Cut the bacon into strips (lardons). Place in a cold pan, and turn the heat to medium. Let the fat render until the bacon is crisp. Remove, and drain on paper towel.
4 strips Thick-cut bacon
Preheat the oven to 375°F.
Line the potatoes on a baking sheet, and bake for 50 minutes to 1 hour until the potatoes are fork tender.
4 Russet potatoes
Remove the baked potatoes from the oven, and let them cool slightly. Cut the tops off the potatoes, and scoop out the inside flesh.
Add the scooped potato flesh to a large mixing bowl with the salted butter and sour cream.
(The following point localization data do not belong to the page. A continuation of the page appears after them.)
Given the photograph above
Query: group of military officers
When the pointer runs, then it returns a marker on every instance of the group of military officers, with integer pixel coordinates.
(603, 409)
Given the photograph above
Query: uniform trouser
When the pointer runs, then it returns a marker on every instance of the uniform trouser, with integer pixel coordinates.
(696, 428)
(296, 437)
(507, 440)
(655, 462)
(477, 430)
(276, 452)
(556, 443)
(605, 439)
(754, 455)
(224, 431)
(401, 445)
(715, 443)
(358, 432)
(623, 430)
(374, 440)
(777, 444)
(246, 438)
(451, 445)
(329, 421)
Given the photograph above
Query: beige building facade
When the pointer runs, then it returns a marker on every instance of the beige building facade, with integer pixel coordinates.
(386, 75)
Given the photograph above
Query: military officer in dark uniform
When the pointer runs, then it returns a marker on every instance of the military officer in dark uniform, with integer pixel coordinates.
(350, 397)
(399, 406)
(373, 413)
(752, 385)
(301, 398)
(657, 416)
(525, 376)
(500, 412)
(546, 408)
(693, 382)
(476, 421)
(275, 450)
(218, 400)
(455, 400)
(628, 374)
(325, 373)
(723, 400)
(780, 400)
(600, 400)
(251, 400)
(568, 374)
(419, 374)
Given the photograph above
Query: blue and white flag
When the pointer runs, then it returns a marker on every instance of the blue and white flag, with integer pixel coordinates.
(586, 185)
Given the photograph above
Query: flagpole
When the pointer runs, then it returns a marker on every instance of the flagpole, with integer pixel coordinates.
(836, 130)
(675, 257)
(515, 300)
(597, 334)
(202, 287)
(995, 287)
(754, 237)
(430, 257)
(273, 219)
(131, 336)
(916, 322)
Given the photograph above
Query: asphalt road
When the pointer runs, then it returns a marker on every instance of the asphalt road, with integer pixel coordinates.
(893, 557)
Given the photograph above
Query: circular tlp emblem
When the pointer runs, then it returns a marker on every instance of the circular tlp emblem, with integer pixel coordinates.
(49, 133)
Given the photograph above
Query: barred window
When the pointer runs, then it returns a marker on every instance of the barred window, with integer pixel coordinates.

Using a potato masher, combine the mixture until it is mostly smooth.
¾ cup Sour cream, 2 tablespoon Salted butter
Fold the green onions, chopped bacon, and roasted garlic paste into the mashed potatoes. Season with salt and pepper.
4 strips Thick-cut bacon, 2 stalks Green onion, 1 head Roasted garlic, 1 teaspoon Kosher salt, 1 teaspoon White pepper
Transfer the potato filling to a large freezer bag. Remove the excess air from the bag, and seal. Cut off the tip of one corner of the bag, and pipe the potato mixture into the potato skins.
Place the filled potatoes in the oven on broil, until the tops of the potatoes are golden brown.